RAMESH RAGHAVA VARIER AVN Ayurveda Formulation Private Limited, Madurai, Tamil Nadu, India.
ANITHAKUMARI RAJENDRAN AVN Ayurveda Formulation Private Limited, Madurai, Tamil Nadu, India.
MAHESWARI HAREKRIHSN AVN Ayurveda Formulation Private Limited, Madurai, Tamil Nadu, India.
RAMESH KARUPPASAMY AVN Ayurveda Formulation Private Limited, Madurai, Tamil Nadu, India.
SRIKRISHNA S AVN Ayurveda Formulation Private Limited, Madurai, Tamil Nadu, India. https://orcid.org/0000-0003-0812-254X

DOI:

https://doi.org/10.22159/ajpcr.2022.v15i3.43737

Keywords:

Antimicrobial activity, Bioautography, Essential oils, HPTLC fingerprint, Phytochemical analysis.

Abstract

Objective: The objective of the study was to carry out the phytochemical profiling of essential oils (EOs) and evaluation of their anti-microbial activity.

Methods: The EOs extracted from Cumminum cyminum, Zingiber officinale, Trachyspermum ammi, Alipnia galanga, Cedrus deodara, and Elettaria cardamomum using clavenger apparatus. Phytochemical analysis and high-performance thin layer chromatography (HPTLC) fingerprinting were carried out for the EO. The antibacterial and antifungal activity were evaluated using agar well-diffusion method against two bacterial strains, Escherichia coli, Staphylococcus aureus and two fungal strains, Candida albicans, and Aspergillus brasiliensis. Positive controls ciprofloxacin-30 mg, azithromycin-15 mg, and nystatin NS-50 mg were used. Antioxidant potential of the EOs was investigated by TLC-bioautography method using 1,1-diphenyl-2-picrylhydrazyl derivatization.
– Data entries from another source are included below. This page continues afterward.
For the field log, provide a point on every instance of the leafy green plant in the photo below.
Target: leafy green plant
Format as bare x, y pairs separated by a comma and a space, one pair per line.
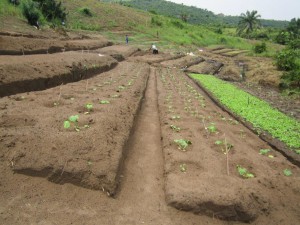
183, 167
89, 107
212, 128
286, 60
264, 151
86, 11
260, 48
72, 120
176, 117
30, 11
259, 112
175, 128
104, 102
244, 172
182, 144
287, 172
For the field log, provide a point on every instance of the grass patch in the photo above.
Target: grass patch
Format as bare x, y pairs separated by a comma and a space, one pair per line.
254, 110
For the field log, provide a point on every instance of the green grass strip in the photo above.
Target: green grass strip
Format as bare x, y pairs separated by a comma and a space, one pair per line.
254, 110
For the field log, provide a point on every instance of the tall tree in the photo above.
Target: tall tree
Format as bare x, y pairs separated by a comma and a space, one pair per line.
248, 22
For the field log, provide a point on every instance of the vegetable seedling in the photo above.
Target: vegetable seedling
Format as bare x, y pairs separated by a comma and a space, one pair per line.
89, 107
212, 128
175, 117
104, 102
72, 120
175, 128
182, 144
287, 172
264, 151
182, 167
244, 172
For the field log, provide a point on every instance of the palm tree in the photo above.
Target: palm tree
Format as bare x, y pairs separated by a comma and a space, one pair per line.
248, 22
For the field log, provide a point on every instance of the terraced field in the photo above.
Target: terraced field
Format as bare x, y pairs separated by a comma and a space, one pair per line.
110, 134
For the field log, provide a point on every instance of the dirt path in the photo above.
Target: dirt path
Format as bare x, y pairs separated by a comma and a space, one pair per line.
143, 173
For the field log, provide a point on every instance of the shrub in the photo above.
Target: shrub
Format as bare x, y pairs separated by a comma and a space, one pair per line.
15, 2
86, 11
177, 24
30, 11
286, 60
260, 48
52, 10
156, 21
291, 79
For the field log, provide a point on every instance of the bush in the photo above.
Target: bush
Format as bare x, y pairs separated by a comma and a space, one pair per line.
30, 11
15, 2
291, 79
156, 21
260, 48
86, 11
52, 10
178, 24
286, 60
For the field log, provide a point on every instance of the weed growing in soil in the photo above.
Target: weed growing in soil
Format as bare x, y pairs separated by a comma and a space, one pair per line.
175, 128
176, 117
182, 167
287, 172
104, 102
244, 172
182, 144
89, 107
72, 120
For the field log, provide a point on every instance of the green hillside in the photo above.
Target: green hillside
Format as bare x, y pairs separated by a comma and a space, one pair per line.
115, 20
194, 15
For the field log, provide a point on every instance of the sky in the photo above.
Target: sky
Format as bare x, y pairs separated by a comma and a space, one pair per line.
268, 9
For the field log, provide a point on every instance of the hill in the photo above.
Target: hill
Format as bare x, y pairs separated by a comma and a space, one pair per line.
194, 15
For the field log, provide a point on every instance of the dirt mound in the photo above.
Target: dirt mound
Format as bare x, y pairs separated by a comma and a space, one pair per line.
90, 152
45, 71
183, 62
148, 57
206, 67
118, 52
18, 45
200, 177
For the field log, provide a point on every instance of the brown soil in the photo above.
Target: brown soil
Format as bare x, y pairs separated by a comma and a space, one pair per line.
126, 150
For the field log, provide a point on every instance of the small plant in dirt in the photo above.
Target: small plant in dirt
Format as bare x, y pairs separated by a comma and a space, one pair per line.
287, 172
212, 128
104, 102
183, 167
72, 122
115, 96
176, 117
244, 172
89, 107
175, 128
266, 152
225, 146
182, 144
242, 134
121, 87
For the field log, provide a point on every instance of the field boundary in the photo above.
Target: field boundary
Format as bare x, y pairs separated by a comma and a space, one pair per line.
265, 136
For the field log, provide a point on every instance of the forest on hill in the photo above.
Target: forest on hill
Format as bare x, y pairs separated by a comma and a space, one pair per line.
191, 14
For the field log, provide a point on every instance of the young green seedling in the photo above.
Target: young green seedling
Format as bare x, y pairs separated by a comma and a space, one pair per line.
175, 128
244, 172
89, 107
72, 120
182, 167
287, 172
182, 144
104, 102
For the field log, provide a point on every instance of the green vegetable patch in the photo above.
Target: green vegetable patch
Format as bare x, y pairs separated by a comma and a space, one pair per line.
256, 111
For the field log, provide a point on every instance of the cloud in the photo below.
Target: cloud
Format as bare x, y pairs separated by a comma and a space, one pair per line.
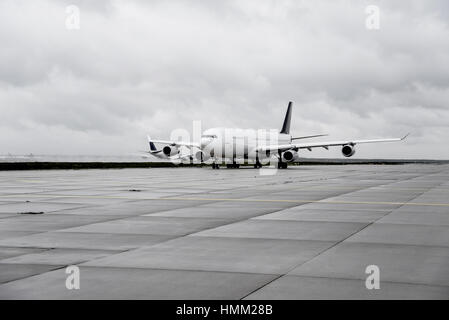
137, 67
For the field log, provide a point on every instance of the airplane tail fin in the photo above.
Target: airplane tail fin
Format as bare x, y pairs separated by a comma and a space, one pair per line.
152, 146
288, 116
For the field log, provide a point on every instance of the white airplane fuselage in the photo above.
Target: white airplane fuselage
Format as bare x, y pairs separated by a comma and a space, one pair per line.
239, 145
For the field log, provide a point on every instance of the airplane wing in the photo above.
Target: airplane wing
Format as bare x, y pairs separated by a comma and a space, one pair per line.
325, 145
176, 143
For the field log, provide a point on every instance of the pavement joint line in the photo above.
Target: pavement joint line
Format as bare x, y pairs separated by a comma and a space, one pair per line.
241, 200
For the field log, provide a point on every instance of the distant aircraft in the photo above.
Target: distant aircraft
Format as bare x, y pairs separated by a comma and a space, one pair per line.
235, 146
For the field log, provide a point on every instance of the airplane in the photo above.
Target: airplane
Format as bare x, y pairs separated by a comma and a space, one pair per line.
235, 146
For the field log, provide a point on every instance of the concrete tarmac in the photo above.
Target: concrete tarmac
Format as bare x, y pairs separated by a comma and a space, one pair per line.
195, 233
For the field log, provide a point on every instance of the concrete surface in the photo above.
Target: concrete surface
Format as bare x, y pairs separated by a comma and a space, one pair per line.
196, 233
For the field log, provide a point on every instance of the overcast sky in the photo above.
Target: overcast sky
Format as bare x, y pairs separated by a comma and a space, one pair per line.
148, 67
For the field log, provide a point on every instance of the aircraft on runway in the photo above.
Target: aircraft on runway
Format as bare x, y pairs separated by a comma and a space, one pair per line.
235, 146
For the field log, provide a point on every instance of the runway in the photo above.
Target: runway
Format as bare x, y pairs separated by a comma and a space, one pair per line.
307, 232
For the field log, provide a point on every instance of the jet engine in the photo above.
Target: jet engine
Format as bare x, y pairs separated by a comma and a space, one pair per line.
348, 150
289, 156
170, 150
201, 156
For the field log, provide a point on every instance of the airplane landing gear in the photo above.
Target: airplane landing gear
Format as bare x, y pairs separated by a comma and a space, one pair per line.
282, 165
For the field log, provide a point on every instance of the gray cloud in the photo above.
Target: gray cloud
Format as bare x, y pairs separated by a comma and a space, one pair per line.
138, 67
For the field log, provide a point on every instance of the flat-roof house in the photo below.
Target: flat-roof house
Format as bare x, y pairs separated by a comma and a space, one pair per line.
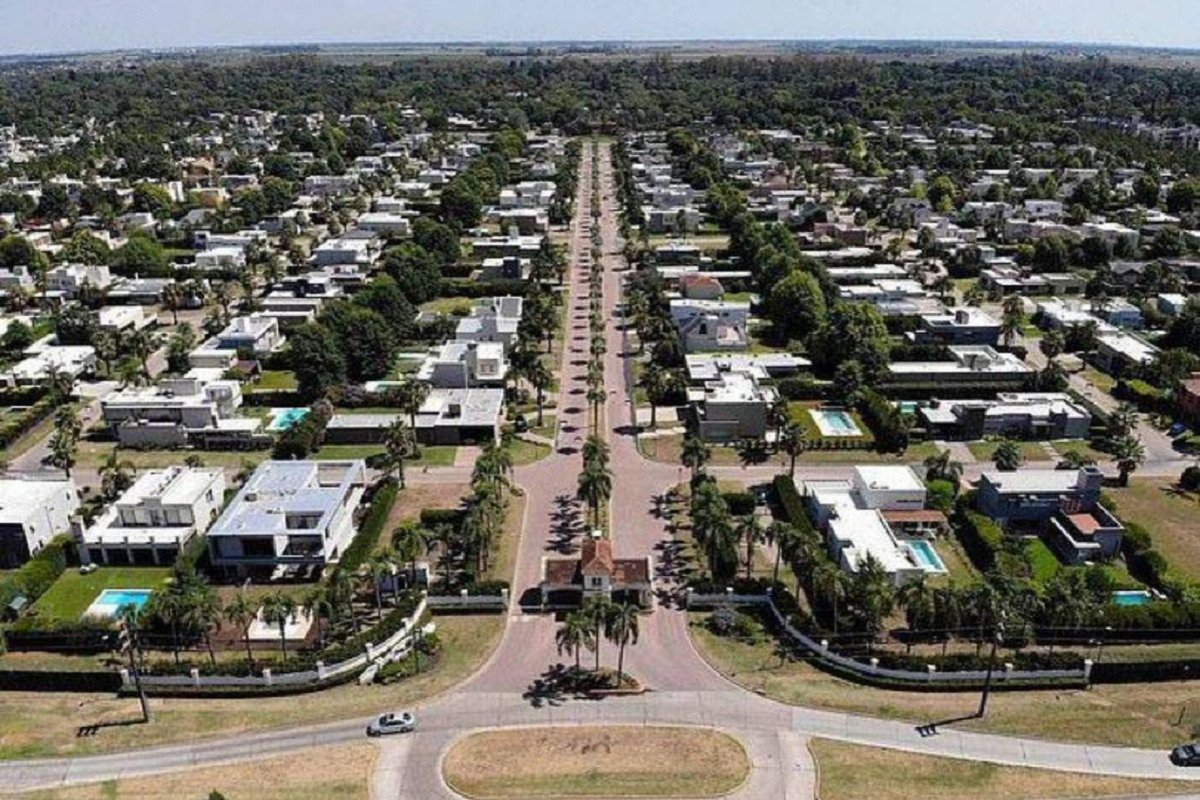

Results: The phytochemical analysis reveals presence of various phytochemical such as steroids, terpenoids, and phenylpropanoids. The HPTLC fingerprint is found to be unique for each of the oil. The EO of Z. officinale and T. ammi showed strong antibacterial activity against S. aureus. The EOs of C. cyminum, Tachyspermum ommi and A. galanga displayed prominent antioxidant activity on TLC bioautography. The herbs Cuminum cynimun, T. ammi, C. deodara, and Ellateria cardamomum produce reasonable amount of essentials oil, which can be explored for useful their industrial applications.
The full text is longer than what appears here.